Faudrait-il subventionner une partie du coût des transports pour les salariés de la principauté ?

Cedrick Lanari : Certaines entreprises le font déjà, comme Carrefour [Cedrik Lanari et Hubert Dupont sont cadres chez Carrefour Monaco — NDLR], qui paie les trajets en train de ses salariés à hauteur de 50 %, comme en France, et qui paie aussi un abonnement de parking au stade Louis II. Certaines entreprises incitent aussi au covoiturage, via l’application Klaxit.
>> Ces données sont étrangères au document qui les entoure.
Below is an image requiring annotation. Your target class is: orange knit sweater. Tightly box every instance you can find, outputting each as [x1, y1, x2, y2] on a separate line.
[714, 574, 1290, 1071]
Mais, en effet, pourquoi ne pas imaginer une participation de l’État au coût des transports pour les salariés de Monaco ? Nous attendons de voir aussi ce que va donner l’ouverture à la concurrence de la SNCF, dont il résultera peut-être quelques effets.
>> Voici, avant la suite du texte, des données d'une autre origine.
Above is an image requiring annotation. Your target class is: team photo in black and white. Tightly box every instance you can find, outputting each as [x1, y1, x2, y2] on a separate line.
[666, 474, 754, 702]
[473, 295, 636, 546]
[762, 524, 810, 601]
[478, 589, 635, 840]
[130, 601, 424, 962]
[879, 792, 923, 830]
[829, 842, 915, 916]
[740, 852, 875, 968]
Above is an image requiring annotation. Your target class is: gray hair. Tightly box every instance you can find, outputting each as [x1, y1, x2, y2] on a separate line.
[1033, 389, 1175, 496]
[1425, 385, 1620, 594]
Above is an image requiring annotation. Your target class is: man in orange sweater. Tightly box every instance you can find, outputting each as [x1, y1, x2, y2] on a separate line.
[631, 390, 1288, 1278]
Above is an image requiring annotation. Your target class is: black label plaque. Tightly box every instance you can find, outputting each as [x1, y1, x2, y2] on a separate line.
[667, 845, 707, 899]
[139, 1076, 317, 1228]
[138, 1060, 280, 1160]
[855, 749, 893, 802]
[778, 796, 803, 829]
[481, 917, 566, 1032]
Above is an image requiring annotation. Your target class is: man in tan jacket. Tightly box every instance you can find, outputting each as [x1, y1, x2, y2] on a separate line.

Pour relancer la fréquentation et l’activité les week-ends à Monaco, faudrait-il généraliser davantage l’ouverture des commerces le dimanche ?

Cedrick Lanari : Ce qui ressort dans la grande distribution, au sujet du travail du dimanche, c’est que les chiffres sont bons. C’est un plus qui n’est pas négligeable. Il reste encore à combler les effectifs, car nous allons arriver à un point où il faudra sûrement plus de monde pour assurer le même fonctionnement le dimanche qu’en semaine.

Hubert Dupont : Il faut un déclic des commerçants de Monaco dans leur ensemble, pour travailler davantage de dimanches dans l’année. Mais je pense qu’il se fera dès l’ouverture de la nouvelle galerie marchande de Fontvieille. Car les clients viennent à Monaco le dimanche, quand les commerces sont ouverts. C’est un fait.

En France, Emmanuel Macron souhaite progressivement décaler l’âge de départ légal à la retraite jusqu’à 65 ans à l’horizon des années 2030 : quelle évolution Monaco pourrait engager à ce sujet ?

Cedrick Lanari : L’âge légal de départ à la retraite n’est pas vraiment un sujet d’actualité. Le gouvernement est concentré sur la mise en place de la retraite complémentaire, ce qui sera une très bonne chose.

Quel est le sujet le plus important de cette rentrée, selon vous ?

Hubert Dupont : Le pouvoir d’achat des salariés est une source d’inquiétude. D’autant plus à Monaco, où les prix de l’immobilier restent élevés en périphérie.